Various options are being explored. Closing down and have the members move to Royal Wellington, which has the space and is just a matter of minutes up the road, seems the most logical.
Manor Park’s land is owned by the club, which is an incorporated society. That means the proceeds from a sale cannot be distributed to members but must be used for similar activities. That’s why Manukau and Peninsula Golf Clubs in Auckland could sell their land and use the proceeds to build new courses.
There have been reports of Manor Park possibly selling to the Greater Wellington Regional Council and leasing the property back to continue the golf club. On the surface that sounds like a rather charitable use of ratepayers’ money. If the council did buy the land, it’s best the council decide how to use the land to the most benefit for all ratepayers. After all, the Hutt Valley is not short of golf courses and Manor Park members will have no difficulty finding one nearby which will be delighted to accept them as members.
Manor Park’s likely demise follows that of the Boulcott nine-hole club and course next to the Hutt Golf Club back in 2012. Hutt and Boulcott merged in 2010, renamed themselves Boulcott’s Farm Heritage Golf Club and sold off the nine hole course to a retirement village operator – which still doesn’t have consent to develop the land.
The net result then is that in the decade between 2010 and 2020, the Hutt Valley is likely to lose two golf courses. It’s not the end of the world.
There’ll be a similar result in Auckland.

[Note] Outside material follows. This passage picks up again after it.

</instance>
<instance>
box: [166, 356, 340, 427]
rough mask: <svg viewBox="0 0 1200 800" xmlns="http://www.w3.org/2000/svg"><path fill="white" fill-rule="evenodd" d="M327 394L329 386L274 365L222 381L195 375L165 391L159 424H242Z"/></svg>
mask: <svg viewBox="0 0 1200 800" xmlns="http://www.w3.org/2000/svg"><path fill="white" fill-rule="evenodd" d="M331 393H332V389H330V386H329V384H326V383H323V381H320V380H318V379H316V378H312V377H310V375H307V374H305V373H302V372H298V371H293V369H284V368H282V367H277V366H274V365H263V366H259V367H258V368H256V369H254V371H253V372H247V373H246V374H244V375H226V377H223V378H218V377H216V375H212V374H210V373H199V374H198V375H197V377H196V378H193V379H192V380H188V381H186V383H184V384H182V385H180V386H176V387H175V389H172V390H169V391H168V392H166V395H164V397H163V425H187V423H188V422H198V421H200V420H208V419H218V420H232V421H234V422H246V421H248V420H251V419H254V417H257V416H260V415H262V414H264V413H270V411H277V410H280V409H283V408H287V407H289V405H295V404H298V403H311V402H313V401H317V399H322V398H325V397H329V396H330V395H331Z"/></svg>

Well known names like Manukau, The Grange, Peninsula and Aviation don’t exist anymore.
But it’s not quite as bad as that bald statement might seem.
Manukau and Peninsula have become Windross Farm and Wainui after the clubs sold their land for housing and used the proceeds to build new courses.
The Grange has merged with Royal Auckland and a new 27 hole facility is under construction and excess land is being sold to pay for it. The new layout won’t be fully operational till 2021.
Aviation is gone. The club leased land from Auckland International Airport and the airport needs the land. The club ceased to exist from the end of last year when the lease wasn’t renewed.
Our biggest population area has had a net reduction of one and half golf courses in the last five years. There doesn’t appear to have been a capacity issue as a consequence.
The next development to watch with interest will be what Auckland Council do with the land which currently accommodates Chamberlain Park and Takapuna Thomas Park public courses.
In some lower populated areas the signs are not good.
Featherston has given up. The southern Wairarapa already has the Martinborough and Carterton clubs, and Masterton has two more. The area was over endowed and something had to give. It was Featherston. It wasn’t a surprise.
Oreti Sands, often regarded as one of the great links courses in the country, is currently dormant, on its way back to nature after closing late last summer. The Southland Golf Club members have transferred to the Invercargill club at nearby Otatara.
Various options have been canvassed to keep Oreti Sands alive. A Southland Institute of Technology turf management course looks the best proposition, although nothing is decided.
So the golf course landscape has changed considerably in this second decade of the new century. It’s not all doom and gloom though.
Tara Iti, now arguably the best course in the country, opened in 2015. Only the wealthy and connected get to play there though. The possibility of a similar course just to the south is being mooted.
Near Arrowtown, the Davies family – think Coronet Peak and Remarkables skifields – want to build a golf course at Hogan’s Gully, near The Hills and Millbrook.
Over at Glendhu Bay on Lake Wanaka, sections overlooking a planned Tom Doak design go on sale this month, presumably to help fund the golf course construction.
But while the resort and tourist markets are being catered to, there’s precious little development for the club golfer, or for new prospects to the game.
Where are the 9 hole pitch and putts and learning facilities? It seems they just don’t pay their way.
What is encouraging is the beginning of a movement for clubs to start offering other physical activity and sport at their facility.
Akarana has been trying to get an all weather bowls green on site, but progress appears to have stalled. It’s not through lack of trying by the golf club.
Mt Maunganui members are voting this month on a proposal for a gym business in the clubhouse. The new business would pay for the construction and then lease back the space for a peppercorn rental, while the club would own the expanded building.
But the gym business would attract more foot traffic through the clubhouse to use the café and bar, and at the same time exhibit the golf club atmosphere to gym goers who may want to take up the sport. As a Mt Maunganui member, your correspondent thinks it’s a great idea and will be voting for it.
We have all known for years that golf has challenges. There are signs some sound futuristic thinking is now becoming common place at clubs around the country as financial and membership reality hits home. For the good of the game, for the survival of the game, that thinking must be encouraged.